WIP Incremental JSON Parser

From: Andrew Dunstan <andrew(at)dunslane(dot)net>
To: PostgreSQL Hackers <pgsql-hackers(at)lists(dot)postgresql(dot)org>
Subject: WIP Incremental JSON Parser
Date: 2023-12-26 16:48:25
Message-ID: 7b0a51d6-0d9d-7366-3a1a-f74397a02f55@dunslane.net
Views: Raw Message | Whole Thread | Download mbox | Resend email
Thread:
Lists: pgsql-hackers


Quite a long time ago Robert asked me about the possibility of an
incremental JSON parser. I wrote one, and I've tweaked it a bit, but the
performance is significantly worse that that of the current Recursive
Descent parser.
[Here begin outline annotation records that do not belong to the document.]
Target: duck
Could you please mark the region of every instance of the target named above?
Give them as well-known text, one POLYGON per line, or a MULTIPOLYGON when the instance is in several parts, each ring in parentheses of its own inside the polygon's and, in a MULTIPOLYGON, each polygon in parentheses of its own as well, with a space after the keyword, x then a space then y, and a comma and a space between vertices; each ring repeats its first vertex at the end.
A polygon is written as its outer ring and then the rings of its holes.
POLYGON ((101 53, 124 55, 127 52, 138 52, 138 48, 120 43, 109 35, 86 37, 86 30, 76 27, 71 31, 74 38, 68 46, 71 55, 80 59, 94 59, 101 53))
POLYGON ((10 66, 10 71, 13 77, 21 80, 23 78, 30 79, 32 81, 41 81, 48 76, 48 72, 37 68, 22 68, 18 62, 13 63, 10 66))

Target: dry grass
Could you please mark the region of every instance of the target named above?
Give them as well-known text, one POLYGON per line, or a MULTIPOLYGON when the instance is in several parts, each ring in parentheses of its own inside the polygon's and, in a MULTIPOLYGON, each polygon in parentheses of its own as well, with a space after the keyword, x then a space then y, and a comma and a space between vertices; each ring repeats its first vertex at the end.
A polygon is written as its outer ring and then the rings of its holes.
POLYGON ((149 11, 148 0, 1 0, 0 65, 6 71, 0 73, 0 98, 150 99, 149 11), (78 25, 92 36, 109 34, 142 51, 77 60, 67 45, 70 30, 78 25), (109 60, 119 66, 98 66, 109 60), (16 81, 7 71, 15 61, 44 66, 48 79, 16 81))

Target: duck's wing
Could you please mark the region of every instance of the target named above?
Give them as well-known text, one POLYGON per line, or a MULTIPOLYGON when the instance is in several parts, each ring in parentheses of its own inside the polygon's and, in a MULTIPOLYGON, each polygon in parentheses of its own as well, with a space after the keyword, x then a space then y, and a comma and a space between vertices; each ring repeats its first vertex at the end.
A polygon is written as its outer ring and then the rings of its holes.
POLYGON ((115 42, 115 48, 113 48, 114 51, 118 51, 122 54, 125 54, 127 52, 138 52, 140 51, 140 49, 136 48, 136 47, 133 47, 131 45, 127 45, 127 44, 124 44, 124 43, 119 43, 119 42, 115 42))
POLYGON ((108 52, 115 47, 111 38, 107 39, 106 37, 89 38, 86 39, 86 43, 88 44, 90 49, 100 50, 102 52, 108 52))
Nevertheless, I'm attaching my current WIP state for it,
and I'll add it to the next CF to keep the conversation going.

One possible use would be in parsing large manifest files for
incremental backup. However, it struck me a few days ago that this might
not work all that well. The current parser and the new parser both
palloc() space for each field name and scalar token in the JSON (unless
they aren't used, which is normally not the case), and they don't free
it, so that particularly if done in frontend code this amounts to a
possible memory leak, unless the semantic routines do the freeing
themselves. So while we can save some memory by not having to slurp in
the whole JSON in one hit, we aren't saving any of that other allocation
of memory, which amounts to almost as much space as the raw JSON.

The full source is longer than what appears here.